続きました。
雄英高校と言っても、一般教科の授業はあるし、休み時間もしっかりある。学食が安くて、学生がみんな利用するから、お昼休みに手作り弁当を出久に渡せない点は解せないがな。
しかし、午後からのヒーロー基礎学は、雄英らしいカリキュラムだろう。座学も入るには入るが、戦闘訓練を習うヒーロー基礎学はなかなかに、心踊る。
「私が___普通にドアから来た!」
クラスのみんなが、オールマイトに興味津々のようだ。私からすれば戦うとして、明確に相性不利なエンデヴァーの方に興味があるのだが…もし、彼と戦うとしたら、今の私ならどうするだろうか…。
…しかし、No.1ヒーローはやはり伊達ではないらしい、立ち昇るオーラからして、別格に___昔に見たオールマイトよりも、筋肉量が落ちているように見える。トップヒーローも老化には勝てないのだろう。

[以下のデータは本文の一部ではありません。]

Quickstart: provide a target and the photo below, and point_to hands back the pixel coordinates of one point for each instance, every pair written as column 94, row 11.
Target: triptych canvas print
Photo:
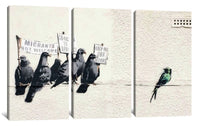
column 93, row 57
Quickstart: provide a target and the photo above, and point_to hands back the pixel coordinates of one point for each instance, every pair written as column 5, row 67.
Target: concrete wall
column 42, row 24
column 159, row 45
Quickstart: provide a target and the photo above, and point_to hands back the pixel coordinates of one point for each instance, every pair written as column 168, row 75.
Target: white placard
column 74, row 50
column 101, row 53
column 37, row 47
column 63, row 41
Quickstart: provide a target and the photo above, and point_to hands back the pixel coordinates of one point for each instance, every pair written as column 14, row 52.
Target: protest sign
column 37, row 47
column 63, row 41
column 101, row 53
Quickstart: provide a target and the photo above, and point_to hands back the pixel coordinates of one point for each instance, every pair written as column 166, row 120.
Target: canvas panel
column 159, row 44
column 111, row 96
column 41, row 24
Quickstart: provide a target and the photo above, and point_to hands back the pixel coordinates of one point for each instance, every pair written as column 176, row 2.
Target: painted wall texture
column 42, row 24
column 159, row 45
column 111, row 97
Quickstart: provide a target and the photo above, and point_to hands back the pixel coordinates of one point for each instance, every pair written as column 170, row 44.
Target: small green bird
column 164, row 78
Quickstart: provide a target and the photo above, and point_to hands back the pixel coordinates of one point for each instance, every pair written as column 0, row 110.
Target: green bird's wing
column 165, row 77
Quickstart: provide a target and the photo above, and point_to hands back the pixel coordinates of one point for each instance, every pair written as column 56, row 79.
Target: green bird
column 164, row 78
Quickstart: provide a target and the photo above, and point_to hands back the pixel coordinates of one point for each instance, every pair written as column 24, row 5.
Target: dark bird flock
column 57, row 74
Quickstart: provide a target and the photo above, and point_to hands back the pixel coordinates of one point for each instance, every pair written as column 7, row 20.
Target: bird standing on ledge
column 164, row 78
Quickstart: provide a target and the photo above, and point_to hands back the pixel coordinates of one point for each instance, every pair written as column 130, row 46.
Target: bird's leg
column 76, row 83
column 48, row 83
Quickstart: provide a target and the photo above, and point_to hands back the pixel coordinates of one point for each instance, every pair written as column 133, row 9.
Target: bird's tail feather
column 20, row 90
column 82, row 88
column 58, row 81
column 31, row 93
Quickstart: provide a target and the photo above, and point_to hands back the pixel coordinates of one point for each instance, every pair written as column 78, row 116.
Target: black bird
column 164, row 78
column 63, row 74
column 78, row 64
column 23, row 75
column 41, row 77
column 90, row 74
column 54, row 70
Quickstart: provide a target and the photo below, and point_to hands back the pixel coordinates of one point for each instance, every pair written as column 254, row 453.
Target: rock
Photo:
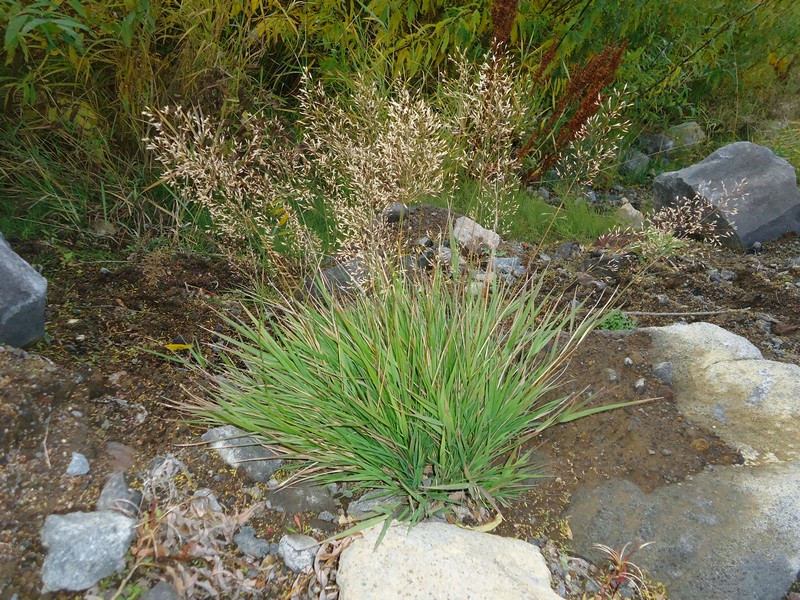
column 23, row 297
column 663, row 371
column 474, row 238
column 754, row 193
column 370, row 503
column 205, row 500
column 243, row 452
column 298, row 552
column 656, row 145
column 685, row 135
column 395, row 212
column 342, row 278
column 78, row 465
column 303, row 497
column 511, row 266
column 116, row 495
column 161, row 591
column 83, row 548
column 726, row 533
column 630, row 216
column 722, row 383
column 437, row 560
column 635, row 164
column 249, row 544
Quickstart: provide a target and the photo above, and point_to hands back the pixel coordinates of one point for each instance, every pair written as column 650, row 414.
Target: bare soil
column 98, row 386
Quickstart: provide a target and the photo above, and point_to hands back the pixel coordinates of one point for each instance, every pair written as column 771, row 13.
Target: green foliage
column 419, row 390
column 617, row 320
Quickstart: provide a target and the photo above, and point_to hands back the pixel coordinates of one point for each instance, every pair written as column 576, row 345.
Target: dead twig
column 44, row 441
column 704, row 313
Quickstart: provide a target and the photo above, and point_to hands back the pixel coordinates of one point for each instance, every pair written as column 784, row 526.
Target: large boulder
column 722, row 383
column 437, row 560
column 23, row 296
column 729, row 531
column 754, row 193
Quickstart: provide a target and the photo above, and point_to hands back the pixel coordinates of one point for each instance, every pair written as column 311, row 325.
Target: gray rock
column 629, row 216
column 722, row 383
column 473, row 237
column 663, row 371
column 395, row 212
column 205, row 500
column 727, row 533
column 635, row 164
column 436, row 560
column 116, row 495
column 656, row 145
column 249, row 544
column 161, row 591
column 511, row 265
column 23, row 297
column 78, row 465
column 243, row 452
column 371, row 502
column 753, row 192
column 342, row 278
column 83, row 548
column 303, row 497
column 685, row 135
column 298, row 552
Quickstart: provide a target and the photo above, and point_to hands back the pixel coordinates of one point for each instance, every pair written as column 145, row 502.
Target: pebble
column 78, row 465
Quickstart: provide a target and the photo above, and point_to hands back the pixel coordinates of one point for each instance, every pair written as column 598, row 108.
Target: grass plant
column 420, row 390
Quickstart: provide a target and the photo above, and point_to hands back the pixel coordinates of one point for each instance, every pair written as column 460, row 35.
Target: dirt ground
column 95, row 386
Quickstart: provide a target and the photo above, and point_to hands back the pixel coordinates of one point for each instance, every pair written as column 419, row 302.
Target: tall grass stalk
column 419, row 390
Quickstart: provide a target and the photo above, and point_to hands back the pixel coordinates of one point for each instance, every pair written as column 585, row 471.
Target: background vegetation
column 78, row 74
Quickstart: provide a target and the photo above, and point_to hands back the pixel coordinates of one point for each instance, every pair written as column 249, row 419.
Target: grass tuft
column 422, row 390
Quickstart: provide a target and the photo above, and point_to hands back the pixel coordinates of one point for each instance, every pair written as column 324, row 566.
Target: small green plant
column 421, row 390
column 617, row 320
column 620, row 571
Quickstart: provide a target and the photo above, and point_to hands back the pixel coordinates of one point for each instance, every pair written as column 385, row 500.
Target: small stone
column 395, row 212
column 663, row 371
column 298, row 552
column 206, row 500
column 116, row 495
column 248, row 543
column 78, row 465
column 161, row 591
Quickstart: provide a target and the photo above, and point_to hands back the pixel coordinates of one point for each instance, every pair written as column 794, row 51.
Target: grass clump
column 422, row 390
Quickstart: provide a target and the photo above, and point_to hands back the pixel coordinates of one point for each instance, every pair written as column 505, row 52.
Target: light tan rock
column 442, row 562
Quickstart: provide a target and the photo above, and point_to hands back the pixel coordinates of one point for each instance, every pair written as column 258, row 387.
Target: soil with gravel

「早速だが、今日はコレ、戦闘訓練!そして、そいつに伴って、コチラ!」
稼働音を出しながら、教室の一部の壁が浮き上がり、コスチュームを収納する棚になった。なんというか、無駄にハイテクだな。
「入学前に送ってもらった個性届けと、要望に沿ってあつらえたコスチューム。着替えたら順次、グラウンドβに集まるんだ」
◆◆◆
「格好から入るってのも大切なことだぜ、少年少女」
オールマイト先生の言葉はもっともだ。それに戦闘訓練であれば、この服装でも違和感がなくて助かる。
私が身につけている服装は、白を基調とした軍服を胸の谷間が見えるように強調させ、ミニスカートとロングブーツで整える原作の仕事着だ…ふっ、この服装が似合うように、体型維持を頑張った甲斐があったというものだ。…早く出久に見せたいな。
「てか、やっぱりエスデス、モデルさんみたいに脚長い!羨ましい!王子様みたーい!」
芦戸三奈とは、出久の恋バナで一気に距離が縮まったクラスメイトだ。褒めちぎってくる。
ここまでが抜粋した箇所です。